Smoothed Agnostic Learning of Halfspaces over the Hypercube
Yiwen Kou, Raghu Meka
TL;DR
The paper introduces a discrete analogue of smoothed agnostic learning for Boolean halfspaces on the hypercube, modeling perturbations via independent bit flips with probability $\sigma$. It develops a reduction to low-degree polynomial approximation using an $L_1$-polynomial regression framework adapted to a smoothed setting, leveraging a rerandomization trick and Berry–Esseen-type analysis alongside a critical-index decomposition to handle irregular weight vectors. Under strictly sub-exponential marginals, the authors prove an efficient learning guarantee with sample and runtime that scale polynomially in $n$ and $1/(\sigma\epsilon)$, establishing the first computationally efficient smoothed agnostic guarantee for halfspaces on $\{\pm1\}^n$. The approach extends smoothed learning ideas to discrete domains, bridging worst-case intractability and practical learnability, and opens avenues for further work on multi-halfspace intersections and broader Boolean function classes.
Abstract
Agnostic learning of Boolean halfspaces is a fundamental problem in computational learning theory, but it is known to be computationally hard even for weak learning. Recent work [CKKMK24] proposed smoothed analysis as a way to bypass such hardness, but existing frameworks rely on additive Gaussian perturbations, making them unsuitable for discrete domains. We introduce a new smoothed agnostic learning framework for Boolean inputs, where perturbations are modeled via random bit flips. This defines a natural discrete analogue of smoothed optimality generalizing the Gaussian case. Under strictly subexponential assumptions on the input distribution, we give an efficient algorithm for learning halfspaces in this model, with runtime and sample complexity approximately n raised to a poly(1/(sigma * epsilon)) factor.
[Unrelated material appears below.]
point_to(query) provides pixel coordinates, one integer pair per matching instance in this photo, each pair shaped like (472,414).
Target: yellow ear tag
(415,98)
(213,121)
Previously, such algorithms were known only with strong structural assumptions for the discrete hypercube, for example, independent coordinates or symmetric distributions. Our result provides the first computationally efficient guarantee for smoothed agnostic learning of halfspaces over the Boolean hypercube, bridging the gap between worst-case intractability and practical learnability in discrete settings.